Strava Ostetnis
Strava Ostetnis

Reputation: 61

Accessing Methods Within a Class (C#)

I have a very simple question. This being said, I have tried to solve it by searching through stackexchange's previously answered questions but I came up short. This is because I want to know how to tell the program's entry point to access other classes.

I had previously written a simple finite state machine but the code got congested because I did not know how to break it up into classes. In my new program, I am trying to break it up so it can be better managed.

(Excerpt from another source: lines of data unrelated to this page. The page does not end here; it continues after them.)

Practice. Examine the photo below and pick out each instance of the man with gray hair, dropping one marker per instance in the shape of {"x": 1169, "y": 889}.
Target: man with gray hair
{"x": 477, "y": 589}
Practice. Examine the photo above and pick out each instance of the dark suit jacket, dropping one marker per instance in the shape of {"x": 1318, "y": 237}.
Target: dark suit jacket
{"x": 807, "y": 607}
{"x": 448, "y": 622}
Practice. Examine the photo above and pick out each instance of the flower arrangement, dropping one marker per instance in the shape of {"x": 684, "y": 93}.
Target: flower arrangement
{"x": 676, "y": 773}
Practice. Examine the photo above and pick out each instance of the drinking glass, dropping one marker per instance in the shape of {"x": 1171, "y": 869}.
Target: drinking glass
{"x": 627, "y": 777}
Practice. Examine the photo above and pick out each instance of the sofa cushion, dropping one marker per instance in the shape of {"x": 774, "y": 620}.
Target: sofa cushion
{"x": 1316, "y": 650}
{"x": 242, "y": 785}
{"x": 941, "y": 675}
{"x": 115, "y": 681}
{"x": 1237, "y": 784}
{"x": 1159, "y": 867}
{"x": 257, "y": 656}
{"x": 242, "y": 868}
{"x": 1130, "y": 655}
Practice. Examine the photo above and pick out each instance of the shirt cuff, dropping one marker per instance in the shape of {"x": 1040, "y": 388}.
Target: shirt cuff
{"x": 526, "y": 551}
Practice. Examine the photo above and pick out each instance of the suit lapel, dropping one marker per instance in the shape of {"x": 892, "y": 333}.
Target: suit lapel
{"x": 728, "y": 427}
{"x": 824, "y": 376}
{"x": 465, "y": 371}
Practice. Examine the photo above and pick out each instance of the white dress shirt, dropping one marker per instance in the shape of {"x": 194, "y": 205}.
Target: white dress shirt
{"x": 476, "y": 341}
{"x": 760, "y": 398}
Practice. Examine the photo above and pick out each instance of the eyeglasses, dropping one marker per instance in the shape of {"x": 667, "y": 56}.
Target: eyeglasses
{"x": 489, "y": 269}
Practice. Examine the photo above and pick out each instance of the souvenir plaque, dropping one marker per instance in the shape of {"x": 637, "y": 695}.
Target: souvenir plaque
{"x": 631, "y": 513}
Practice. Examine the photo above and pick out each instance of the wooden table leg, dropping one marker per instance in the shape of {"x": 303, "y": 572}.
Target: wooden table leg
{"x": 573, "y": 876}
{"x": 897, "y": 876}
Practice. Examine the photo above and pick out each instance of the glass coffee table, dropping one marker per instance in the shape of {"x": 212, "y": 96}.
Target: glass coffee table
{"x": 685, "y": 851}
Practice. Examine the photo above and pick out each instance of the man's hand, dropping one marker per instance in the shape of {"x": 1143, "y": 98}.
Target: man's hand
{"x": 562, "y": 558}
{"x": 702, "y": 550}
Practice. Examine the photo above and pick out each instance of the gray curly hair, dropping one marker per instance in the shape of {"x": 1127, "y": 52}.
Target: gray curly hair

The entry point starts off by accessing the class I created, NewState(). If you run the code, you will observe that despite it compiling correctly, the function inside NewState() does not produce the Console.WriteLine statement I wanted it to.

So, my question is this:

How do I make my code access the static void State() method within the NewState class and display the Console.WriteLine statement?

Program class:

using System;
using System.Collections.Generic;
using System.Linq;
using System.Text;

namespace Finite_State_Machine_3
{
    class Program
    {
        static void Main(string[] args)
        {
            new NewState();
        }
    }
}

NewState class:

using System;
using System.Collections.Generic;
using System.Linq;
using System.Text;

namespace Finite_State_Machine_3
{
    class NewState
    {
        static void State()
        {
                Console.WriteLine("Hello world");
        }
    }
}

Upvotes: 0

Views: 97

Answers (3)

cost
cost

Reputation: 4480

The method is static, so instead of creating an instance, make the State method public and try this

static void Main(string[] args)
{
    NewState.State();
}

But if you're going to be calling it like that, you'd probably be better off putting it in the same class.

class Program
{
    static void Main(string[] args)
    {
        State();
    }

    static void State()
    {
        Console.WriteLine("Hello world");
    }
}

If you do want it in a separate class and call it from an instance of that class, you need to make the State method non-static (as well as public) and call it from the instance

class Program
{
    static void Main(string[] args)
    {
        NewState MyVariable = new NewState();
        MyVariable.State();
    }
}


class NewState
{
    public void State()
    {
        Console.WriteLine("Hello world");
    }
}

Upvotes: 3

Darren Kopp
Darren Kopp

Reputation: 77637

You need to make the method public static or internal static, then just call it by invoking NewState.State()

Upvotes: 0

Paul
Paul

Reputation: 36319

If it's static, then you'll call it from the class not from the instance.

So,

NewState.State()

That said, if I remember my design patterns right you actually want to be passing instances around, not using static methods.